Beth hesitated; what he said made sense. He was too far away to snatch her outstretched hand, and she could think of no other way she could be harmed by giving in to his request. But, it was the principle of the matter, wasn’t it? If she gave in to this request, what would come next—was this simply the first step down a very slippery slope? She considered the events of the last few minutes—the Bronco’s locked doors, the storm being held at bay by some unseen force, and now this stranger. If she refused to hold out her hand under the guise that she was not willing to give up whatever level of control she still maintained, she was fooling herself. There was no control to be had over the present situation; or, if there was, it certainly wasn’t hers to claim. She had no choice in the matter; not really, so she held out her hand.

The stranger smiled. It was not an evil smile, or even a victorious one. It was a simple smile, warm and unrehearsed. He turned to look at the area in front of the Bronco and made a simple gesture with his left hand, just a slight flex of the wrist. As Beth watched, the moth fluttered up through the headlight beams. Impervious to the light, it left the lit area and hovered for a few brief seconds in front of the stranger before making its way to her and landing, soft as a whisper, on her outstretched hand.

Beth gasped. The insect was even more beautiful up close than it had been at a distance. The iridescent black wings were adorned with speckles of various colors, and its antennae were covered with fine gold hairs that shimmered even in the darkness. It stroked its antennae first with one forward leg, then the other, preening for her. Beth smiled in spite of herself. Whatever this insect was, it wasn’t evil. Beth wasn’t sure how she knew that, but she did. By extension, the man who had sent it to her could not be evil either. The doubting Thomas inside her head warned her that this was a massive oversimplification of the situation. She told it to shut up.

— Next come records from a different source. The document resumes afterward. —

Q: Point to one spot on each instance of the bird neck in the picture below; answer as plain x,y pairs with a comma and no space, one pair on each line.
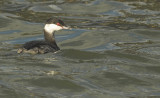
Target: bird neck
49,37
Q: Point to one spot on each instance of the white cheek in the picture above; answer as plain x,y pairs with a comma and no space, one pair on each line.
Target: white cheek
52,27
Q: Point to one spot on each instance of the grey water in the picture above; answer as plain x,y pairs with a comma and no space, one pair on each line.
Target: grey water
112,50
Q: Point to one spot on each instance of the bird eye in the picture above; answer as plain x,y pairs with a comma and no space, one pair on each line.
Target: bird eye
58,24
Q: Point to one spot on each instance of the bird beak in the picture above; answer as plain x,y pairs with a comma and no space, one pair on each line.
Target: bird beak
66,27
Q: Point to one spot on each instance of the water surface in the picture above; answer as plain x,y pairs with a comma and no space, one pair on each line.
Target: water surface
112,51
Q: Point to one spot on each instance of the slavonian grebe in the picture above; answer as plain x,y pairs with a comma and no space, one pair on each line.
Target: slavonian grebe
47,45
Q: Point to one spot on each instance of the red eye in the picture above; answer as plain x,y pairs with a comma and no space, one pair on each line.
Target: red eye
58,24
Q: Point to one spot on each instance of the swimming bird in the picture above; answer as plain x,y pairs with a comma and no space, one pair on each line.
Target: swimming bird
49,43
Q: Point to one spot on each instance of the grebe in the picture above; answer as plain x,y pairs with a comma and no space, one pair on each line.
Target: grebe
49,43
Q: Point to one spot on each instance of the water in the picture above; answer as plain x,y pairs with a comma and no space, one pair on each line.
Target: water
113,50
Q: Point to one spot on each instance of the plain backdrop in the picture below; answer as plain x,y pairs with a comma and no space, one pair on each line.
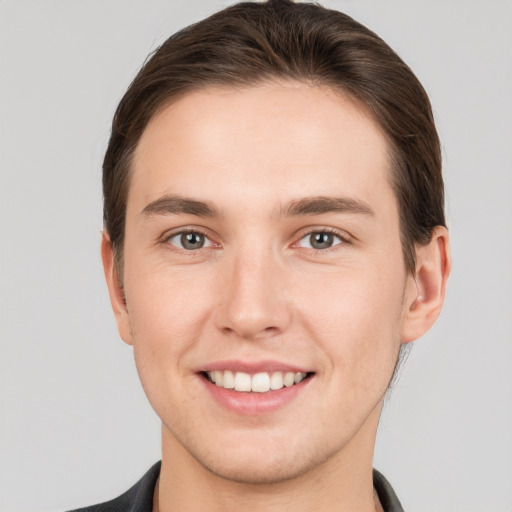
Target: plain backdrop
75,427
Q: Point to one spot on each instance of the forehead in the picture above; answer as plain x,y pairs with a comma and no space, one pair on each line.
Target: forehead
277,140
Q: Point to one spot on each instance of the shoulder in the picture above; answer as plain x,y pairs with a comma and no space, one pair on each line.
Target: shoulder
139,498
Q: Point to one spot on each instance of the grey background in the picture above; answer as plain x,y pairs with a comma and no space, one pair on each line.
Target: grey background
75,427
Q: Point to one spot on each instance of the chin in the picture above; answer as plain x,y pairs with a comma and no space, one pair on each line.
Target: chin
265,465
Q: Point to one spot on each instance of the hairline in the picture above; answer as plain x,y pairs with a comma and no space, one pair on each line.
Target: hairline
393,154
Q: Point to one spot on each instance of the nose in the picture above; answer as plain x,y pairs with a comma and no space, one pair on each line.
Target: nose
254,297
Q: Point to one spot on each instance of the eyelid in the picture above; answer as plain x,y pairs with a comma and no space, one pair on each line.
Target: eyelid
342,235
183,230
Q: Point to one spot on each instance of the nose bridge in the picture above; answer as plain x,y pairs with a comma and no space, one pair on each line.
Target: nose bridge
253,301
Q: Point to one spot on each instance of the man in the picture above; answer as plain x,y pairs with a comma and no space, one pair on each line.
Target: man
274,236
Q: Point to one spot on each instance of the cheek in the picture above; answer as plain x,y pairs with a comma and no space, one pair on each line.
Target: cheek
355,315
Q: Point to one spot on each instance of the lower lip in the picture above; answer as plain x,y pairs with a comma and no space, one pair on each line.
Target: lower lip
253,404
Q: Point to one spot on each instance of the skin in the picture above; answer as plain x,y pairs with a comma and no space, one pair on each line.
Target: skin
258,290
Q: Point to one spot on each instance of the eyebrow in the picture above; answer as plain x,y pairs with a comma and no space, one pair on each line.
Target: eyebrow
175,205
322,204
318,205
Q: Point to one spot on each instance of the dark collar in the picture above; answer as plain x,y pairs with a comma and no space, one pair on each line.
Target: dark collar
139,498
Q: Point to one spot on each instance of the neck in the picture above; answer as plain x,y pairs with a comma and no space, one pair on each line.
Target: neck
343,482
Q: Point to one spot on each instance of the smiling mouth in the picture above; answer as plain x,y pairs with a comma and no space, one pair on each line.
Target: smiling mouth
262,382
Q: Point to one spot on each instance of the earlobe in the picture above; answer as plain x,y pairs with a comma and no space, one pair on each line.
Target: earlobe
115,290
426,289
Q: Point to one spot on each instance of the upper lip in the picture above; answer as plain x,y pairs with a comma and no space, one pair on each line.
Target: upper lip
252,366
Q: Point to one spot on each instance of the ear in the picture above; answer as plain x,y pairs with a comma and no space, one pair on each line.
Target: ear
115,290
425,290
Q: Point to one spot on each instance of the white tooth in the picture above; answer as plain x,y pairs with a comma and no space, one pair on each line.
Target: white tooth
228,380
276,381
260,382
298,377
242,381
219,378
289,378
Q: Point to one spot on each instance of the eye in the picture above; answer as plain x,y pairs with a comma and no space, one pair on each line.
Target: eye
189,240
319,240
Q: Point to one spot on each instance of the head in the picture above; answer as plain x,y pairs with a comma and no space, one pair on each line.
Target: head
273,205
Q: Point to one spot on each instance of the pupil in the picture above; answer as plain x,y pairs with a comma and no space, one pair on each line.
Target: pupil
192,240
321,240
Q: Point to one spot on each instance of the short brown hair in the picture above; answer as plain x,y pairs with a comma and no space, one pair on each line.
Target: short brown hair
250,43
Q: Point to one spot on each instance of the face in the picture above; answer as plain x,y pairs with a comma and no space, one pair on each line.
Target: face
263,248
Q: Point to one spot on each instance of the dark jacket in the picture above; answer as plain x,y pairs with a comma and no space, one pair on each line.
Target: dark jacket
139,498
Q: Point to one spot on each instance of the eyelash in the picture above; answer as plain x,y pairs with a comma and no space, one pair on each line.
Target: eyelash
343,239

“Is this yours?” She heard herself ask without taking her eyes off of the wonder that rested in her open palm.

“No,” he replied. “One creature cannot own another, despite what some men think.” There was a short pause, then he asked, “Do you like it?”

“It’s beautiful. I’ve lived in these parts my entire life, and I’ve never seen anything like it. It’s not from around here, is it?”

“No, it’s not.”

“Did you bring it with you?”

A hesitation this time, then, “You might say that. It’s complicated.”

“It’s so small, so fragile—how can it survive in this cold?” She wondered out loud.

“It doesn’t feel the cold like you and I do. Temperature means nothing to it. I, on the other hand, am not as lucky.” He looked toward the idling vehicle, then back at Beth. “Can we sit inside and talk?”

She stared in fascination at the moth, and only half-heard his question. “What?”

“Can we sit inside the vehicle and warm up?”

She forced her gaze away from the black bejeweled insect to the stranger, then to the Bronco. “Oh, no. I . . . I can’t get in; it’s locked.”

“Are you sure?”

“Yes,” she replied, but she found herself studying the moth again, as though the locked vehicle existed only in memory and held no real value in the moment.

The stranger approached the idling Bronco and grasped the driver’s side door handle. He looked at Beth. “Do you mind?”

“I said it’s locked,” she replied, but she didn’t look up and her response held no agitation or emotion of any kind.

“My name is Peter,” the stranger said, studying her. Then he opened the door.